Como se ve, lo difuso es concreto (en términos de defensa de los derechos individuales) y lo concentrado es difuso, porque las personas concretas verán dificultado su acceso a un tribunal de defensa.
Esta sería una verdadera radicalización del gobierno y su intento de llevarlo adelante sin modificar la Constitución, un verdadero golpe de Estado.
La presidente ha decidido gobernar con La Cámpora, con Carta Abierta y con Milani como jefe de inteligencia. Es lo que indican los cambios de gabinete que ha introducido. Aníbal Fernández es un cruzado, Wado de Pedro un militante acérrimo y Milani un espía. Es lógico que no se pueda prever moderación ni para el discurso del domingo ni para lo que resta del año.

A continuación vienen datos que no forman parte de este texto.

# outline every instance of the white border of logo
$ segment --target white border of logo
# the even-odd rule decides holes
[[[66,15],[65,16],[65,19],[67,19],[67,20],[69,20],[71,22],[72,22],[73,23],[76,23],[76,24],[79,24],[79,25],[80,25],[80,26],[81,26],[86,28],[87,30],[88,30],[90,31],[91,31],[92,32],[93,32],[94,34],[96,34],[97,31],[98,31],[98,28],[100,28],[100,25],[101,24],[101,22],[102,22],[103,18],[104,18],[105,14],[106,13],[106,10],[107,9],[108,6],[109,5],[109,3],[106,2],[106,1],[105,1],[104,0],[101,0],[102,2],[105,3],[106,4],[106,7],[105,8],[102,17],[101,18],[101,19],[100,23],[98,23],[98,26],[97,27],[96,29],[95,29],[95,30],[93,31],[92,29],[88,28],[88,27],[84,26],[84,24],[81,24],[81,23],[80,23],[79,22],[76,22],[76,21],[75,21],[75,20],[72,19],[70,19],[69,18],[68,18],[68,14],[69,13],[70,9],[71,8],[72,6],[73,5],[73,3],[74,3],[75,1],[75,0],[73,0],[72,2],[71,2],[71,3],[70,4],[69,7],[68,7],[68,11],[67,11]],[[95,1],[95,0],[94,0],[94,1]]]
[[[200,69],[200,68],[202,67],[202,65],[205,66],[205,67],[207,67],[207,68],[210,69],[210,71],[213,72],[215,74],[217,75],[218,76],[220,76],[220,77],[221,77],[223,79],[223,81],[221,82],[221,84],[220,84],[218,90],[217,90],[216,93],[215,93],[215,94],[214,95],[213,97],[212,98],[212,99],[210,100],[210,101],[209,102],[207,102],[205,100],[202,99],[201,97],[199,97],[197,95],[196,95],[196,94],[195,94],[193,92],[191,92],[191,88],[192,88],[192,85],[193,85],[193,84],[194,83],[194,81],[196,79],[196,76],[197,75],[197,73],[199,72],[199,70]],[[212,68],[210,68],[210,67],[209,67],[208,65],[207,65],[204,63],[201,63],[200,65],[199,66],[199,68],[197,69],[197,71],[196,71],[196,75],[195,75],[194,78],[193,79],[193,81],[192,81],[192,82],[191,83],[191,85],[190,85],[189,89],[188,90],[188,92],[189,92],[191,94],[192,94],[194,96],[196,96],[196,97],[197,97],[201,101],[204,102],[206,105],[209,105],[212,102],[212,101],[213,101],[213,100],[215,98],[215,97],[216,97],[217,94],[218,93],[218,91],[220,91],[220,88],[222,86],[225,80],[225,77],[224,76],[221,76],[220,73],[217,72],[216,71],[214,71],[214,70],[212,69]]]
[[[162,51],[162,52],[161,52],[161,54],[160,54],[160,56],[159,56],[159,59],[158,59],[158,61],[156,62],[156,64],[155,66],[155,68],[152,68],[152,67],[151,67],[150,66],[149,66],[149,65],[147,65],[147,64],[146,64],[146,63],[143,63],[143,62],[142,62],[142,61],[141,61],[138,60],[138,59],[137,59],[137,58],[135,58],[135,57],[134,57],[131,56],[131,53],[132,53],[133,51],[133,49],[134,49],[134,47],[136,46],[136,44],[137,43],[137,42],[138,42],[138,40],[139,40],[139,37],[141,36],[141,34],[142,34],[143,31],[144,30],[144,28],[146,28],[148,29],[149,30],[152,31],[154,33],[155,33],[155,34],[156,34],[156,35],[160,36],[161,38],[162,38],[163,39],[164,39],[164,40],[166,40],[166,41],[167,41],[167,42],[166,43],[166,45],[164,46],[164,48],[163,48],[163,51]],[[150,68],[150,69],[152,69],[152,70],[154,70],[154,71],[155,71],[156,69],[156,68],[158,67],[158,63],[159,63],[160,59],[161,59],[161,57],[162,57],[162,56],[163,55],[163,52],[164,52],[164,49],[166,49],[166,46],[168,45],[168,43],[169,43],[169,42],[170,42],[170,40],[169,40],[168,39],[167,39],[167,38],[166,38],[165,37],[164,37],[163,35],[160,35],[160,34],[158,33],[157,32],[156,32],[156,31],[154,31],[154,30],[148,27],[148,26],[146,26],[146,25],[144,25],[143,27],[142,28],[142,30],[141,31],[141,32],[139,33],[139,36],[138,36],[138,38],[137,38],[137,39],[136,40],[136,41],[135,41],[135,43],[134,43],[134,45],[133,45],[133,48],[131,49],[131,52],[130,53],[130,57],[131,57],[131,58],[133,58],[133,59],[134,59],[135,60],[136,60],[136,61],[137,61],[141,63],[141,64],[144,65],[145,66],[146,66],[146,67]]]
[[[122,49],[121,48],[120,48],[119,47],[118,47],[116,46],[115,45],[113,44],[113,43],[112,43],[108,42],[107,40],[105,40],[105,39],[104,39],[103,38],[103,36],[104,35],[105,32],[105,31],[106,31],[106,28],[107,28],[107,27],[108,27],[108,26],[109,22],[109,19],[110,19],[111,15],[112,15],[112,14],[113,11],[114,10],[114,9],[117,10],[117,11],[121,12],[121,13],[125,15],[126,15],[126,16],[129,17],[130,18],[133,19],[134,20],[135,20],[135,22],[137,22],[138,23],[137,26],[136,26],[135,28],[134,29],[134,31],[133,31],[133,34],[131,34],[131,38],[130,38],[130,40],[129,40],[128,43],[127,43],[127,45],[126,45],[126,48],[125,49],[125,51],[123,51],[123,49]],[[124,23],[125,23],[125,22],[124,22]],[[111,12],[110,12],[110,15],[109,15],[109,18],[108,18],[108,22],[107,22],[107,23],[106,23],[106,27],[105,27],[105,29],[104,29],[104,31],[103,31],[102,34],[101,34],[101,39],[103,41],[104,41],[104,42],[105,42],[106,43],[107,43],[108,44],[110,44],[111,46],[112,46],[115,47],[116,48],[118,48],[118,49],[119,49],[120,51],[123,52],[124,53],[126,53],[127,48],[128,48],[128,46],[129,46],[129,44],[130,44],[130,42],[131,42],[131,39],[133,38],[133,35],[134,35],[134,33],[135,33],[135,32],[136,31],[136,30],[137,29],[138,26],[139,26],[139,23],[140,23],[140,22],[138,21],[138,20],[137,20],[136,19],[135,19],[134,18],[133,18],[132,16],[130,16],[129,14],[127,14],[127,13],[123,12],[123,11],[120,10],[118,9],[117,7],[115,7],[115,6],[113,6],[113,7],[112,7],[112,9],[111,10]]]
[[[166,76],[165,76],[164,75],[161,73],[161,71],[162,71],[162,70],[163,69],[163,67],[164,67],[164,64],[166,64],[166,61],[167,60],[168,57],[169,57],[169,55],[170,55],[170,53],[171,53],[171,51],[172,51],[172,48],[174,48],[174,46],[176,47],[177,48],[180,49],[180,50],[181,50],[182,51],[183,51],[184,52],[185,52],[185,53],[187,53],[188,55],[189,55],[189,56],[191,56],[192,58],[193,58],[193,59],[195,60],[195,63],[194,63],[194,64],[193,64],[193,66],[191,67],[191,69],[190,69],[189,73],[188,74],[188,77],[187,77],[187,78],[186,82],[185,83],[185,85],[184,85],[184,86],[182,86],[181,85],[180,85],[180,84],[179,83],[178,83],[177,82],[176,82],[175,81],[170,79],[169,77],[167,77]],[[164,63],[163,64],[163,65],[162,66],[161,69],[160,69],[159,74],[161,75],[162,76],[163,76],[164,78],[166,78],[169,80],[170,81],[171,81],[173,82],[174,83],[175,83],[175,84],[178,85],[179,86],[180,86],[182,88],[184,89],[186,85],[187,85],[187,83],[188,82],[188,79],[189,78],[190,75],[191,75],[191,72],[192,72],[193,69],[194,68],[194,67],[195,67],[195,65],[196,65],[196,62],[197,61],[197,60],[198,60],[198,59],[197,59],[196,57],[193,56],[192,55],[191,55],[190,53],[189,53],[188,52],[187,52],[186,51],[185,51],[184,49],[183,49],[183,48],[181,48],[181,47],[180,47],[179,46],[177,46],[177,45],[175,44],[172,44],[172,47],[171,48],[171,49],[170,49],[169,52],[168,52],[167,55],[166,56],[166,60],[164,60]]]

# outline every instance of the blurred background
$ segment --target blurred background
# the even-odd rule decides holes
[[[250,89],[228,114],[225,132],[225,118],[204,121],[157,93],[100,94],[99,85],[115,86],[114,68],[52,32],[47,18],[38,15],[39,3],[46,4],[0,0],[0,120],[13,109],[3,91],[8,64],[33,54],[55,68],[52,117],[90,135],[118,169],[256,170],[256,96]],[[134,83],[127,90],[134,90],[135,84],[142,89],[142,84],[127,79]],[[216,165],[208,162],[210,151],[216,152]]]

Las causas judiciales que más preocupan a la Presidente -que no eran las que la imputaban como encubridora de los 8 acusados de la voladura de la AMIA- sino la que investiga en juez Bonadío en relación a la empresa Hotesur, marcarán el resto de la agenda política. La Sra de Kirchner intentará imponer la idea de que todo es una patraña para impedir que el “gobierno popular” lleve adelante sus banderas y la reivindicación de los oprimidos en contra de los poderosos. Quienes se le oponen seguirán sosteniendo que lo de las “causas populares” es una pantalla demagógica para perfeccionar el accionar de un gobierno que es el que más ha robado en la historia del país. Entre esas dos aguas navegará la Argentina en lo que resta del año. Pero seguramente las elecciones cerrarán una manera de entender la política en el país. Me parece que todo será diferente luego de octubre. Y será una diferencia para mejor.